When he took over the collapsing bank back in 2015, Tidjane Thiam warned his unruly shareholders and unhappy employees that returning Credit Suisse to something resembling stability would be a long and winding road. And so it has been, what with all the layoffs and lack of bonuses and open enmity and comparisons to Deutsche Bank and layoffs and money laundering fines and layoffs and subprime mortgage fines and more layoffs and more money laundering fines and shit from proxy advisors and front-running fines and continued lack of bonuses and everything else that was coming down the pike.
“You have to put things in perspective. There was an enormous amount of cleaning up,” Mr. Thiam said at a press conference Tuesday, referring to legal settlements, tax-related charges and restructuring costs. “There’s never been a quiet quarter.”

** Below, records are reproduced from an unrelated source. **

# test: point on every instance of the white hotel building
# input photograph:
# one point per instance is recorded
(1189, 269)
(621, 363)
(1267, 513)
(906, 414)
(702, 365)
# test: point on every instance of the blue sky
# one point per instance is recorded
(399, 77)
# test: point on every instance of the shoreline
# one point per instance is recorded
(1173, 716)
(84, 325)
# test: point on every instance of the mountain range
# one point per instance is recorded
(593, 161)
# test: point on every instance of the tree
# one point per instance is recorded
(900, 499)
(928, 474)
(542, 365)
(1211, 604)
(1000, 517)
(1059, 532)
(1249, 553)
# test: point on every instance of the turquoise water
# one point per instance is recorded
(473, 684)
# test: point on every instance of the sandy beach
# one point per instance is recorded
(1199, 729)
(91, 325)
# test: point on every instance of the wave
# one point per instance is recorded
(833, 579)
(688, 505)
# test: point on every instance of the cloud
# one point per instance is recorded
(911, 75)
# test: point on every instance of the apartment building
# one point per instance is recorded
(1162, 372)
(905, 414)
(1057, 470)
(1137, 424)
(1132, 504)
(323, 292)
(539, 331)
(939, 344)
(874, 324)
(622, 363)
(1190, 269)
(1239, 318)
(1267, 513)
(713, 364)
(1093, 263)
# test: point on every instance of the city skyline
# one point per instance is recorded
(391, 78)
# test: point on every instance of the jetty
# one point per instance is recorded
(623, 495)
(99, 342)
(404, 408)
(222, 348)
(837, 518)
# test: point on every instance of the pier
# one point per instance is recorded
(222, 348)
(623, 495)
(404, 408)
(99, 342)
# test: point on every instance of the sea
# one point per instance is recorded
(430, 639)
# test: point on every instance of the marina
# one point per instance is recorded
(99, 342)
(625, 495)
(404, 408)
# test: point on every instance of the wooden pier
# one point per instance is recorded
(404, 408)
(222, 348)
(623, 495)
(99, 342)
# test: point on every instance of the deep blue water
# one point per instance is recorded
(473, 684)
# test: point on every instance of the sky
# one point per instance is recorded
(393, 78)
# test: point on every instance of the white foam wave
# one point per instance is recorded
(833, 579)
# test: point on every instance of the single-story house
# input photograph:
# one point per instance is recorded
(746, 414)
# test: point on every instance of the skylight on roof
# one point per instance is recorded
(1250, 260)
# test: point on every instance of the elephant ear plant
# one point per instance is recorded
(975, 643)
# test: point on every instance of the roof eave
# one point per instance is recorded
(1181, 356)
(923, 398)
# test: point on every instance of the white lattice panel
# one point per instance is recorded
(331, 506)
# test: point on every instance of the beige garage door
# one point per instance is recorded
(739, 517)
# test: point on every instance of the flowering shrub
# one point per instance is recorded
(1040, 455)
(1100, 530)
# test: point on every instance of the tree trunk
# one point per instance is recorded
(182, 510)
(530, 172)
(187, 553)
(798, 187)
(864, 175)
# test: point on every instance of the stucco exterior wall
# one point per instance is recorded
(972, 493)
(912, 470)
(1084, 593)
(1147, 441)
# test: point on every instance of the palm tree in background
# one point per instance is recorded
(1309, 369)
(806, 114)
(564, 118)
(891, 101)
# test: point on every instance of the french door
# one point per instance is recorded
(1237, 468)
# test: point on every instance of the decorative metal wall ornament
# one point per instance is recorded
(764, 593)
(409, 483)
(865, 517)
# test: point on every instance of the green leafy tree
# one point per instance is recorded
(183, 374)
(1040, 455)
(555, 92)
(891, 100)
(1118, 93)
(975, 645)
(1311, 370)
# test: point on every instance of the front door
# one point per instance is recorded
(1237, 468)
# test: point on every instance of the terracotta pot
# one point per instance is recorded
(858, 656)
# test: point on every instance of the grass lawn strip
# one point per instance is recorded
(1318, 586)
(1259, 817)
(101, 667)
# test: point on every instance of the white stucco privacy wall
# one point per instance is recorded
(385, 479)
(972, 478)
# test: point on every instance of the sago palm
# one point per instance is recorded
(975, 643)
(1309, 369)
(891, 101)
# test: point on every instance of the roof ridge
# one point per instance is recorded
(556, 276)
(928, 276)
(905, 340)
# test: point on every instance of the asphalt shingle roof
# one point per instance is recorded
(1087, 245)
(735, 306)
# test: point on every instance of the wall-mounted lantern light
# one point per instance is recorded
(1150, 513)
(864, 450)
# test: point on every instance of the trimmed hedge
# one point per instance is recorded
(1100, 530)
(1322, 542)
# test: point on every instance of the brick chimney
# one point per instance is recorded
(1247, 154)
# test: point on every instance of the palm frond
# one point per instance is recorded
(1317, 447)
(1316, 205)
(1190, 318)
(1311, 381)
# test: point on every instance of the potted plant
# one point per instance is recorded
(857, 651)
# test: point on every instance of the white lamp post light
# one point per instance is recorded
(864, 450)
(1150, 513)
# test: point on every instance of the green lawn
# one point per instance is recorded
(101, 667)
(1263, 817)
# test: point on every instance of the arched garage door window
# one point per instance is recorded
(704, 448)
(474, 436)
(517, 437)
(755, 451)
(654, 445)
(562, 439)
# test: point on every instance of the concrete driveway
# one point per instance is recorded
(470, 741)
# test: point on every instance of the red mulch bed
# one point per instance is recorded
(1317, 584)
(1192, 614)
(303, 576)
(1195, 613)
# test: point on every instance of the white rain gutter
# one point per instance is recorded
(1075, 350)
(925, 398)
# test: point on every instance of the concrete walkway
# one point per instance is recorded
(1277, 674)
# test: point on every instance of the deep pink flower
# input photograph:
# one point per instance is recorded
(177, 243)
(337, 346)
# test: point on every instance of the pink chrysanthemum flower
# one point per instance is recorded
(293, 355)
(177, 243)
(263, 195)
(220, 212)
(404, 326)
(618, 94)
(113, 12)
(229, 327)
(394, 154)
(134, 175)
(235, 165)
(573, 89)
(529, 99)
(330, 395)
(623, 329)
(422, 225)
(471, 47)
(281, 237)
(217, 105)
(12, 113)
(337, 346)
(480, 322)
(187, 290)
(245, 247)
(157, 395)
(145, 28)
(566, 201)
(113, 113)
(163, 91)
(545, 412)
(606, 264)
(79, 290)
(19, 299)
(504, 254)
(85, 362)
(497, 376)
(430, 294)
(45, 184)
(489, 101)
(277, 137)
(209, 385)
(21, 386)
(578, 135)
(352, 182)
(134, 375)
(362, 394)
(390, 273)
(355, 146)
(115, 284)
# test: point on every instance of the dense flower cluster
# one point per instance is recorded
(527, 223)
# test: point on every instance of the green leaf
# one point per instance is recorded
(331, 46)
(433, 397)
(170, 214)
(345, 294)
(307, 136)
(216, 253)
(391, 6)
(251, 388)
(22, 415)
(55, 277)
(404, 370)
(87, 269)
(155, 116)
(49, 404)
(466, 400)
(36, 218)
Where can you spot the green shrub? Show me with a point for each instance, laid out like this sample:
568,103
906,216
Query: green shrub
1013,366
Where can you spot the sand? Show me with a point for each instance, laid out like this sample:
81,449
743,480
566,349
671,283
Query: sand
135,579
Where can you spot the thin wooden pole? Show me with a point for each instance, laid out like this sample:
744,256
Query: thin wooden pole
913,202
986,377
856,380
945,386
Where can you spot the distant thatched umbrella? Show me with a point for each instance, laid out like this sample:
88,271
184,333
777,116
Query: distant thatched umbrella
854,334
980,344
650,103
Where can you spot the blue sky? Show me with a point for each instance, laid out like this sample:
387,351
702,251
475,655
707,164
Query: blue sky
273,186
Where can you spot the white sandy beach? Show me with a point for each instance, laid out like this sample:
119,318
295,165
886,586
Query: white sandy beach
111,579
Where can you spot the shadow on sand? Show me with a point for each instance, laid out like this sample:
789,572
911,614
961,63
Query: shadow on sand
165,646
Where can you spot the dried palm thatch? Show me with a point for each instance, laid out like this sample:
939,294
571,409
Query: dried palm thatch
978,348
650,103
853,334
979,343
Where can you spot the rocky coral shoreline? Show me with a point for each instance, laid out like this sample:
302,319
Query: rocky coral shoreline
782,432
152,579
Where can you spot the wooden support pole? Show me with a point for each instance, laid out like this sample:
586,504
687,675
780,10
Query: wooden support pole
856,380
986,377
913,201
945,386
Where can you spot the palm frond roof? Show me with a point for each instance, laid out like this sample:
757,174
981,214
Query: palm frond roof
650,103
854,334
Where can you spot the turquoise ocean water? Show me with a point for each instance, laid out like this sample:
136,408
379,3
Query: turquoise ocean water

Thiam said it would all take three years. And so it has.
Credit Suisse Group AG’s second-quarter profit more than doubled on the year, putting it on track for its first annual profit since 2014…. The bank reported Tuesday a net profit of 647 million Swiss francs($655 million) for the second quarter, compared with 303 million francs a year earlier…. Profit was 1.3 billion francs for the first six months of 2018.
Of course, this is Credit Suisse, so don’t expect any quiet quarters in the near future, what with the geopolitical tensions and uncertainties. In fact, even its first good quarter in memory wasn’t quiet, what with that now-former M&A MD getting a little too handsy and tongue-y with the interns, ensuring that the summer of 2018 will not be remembered as Credit Suisse’s season of triumph but as the Summer of the Licking Banker.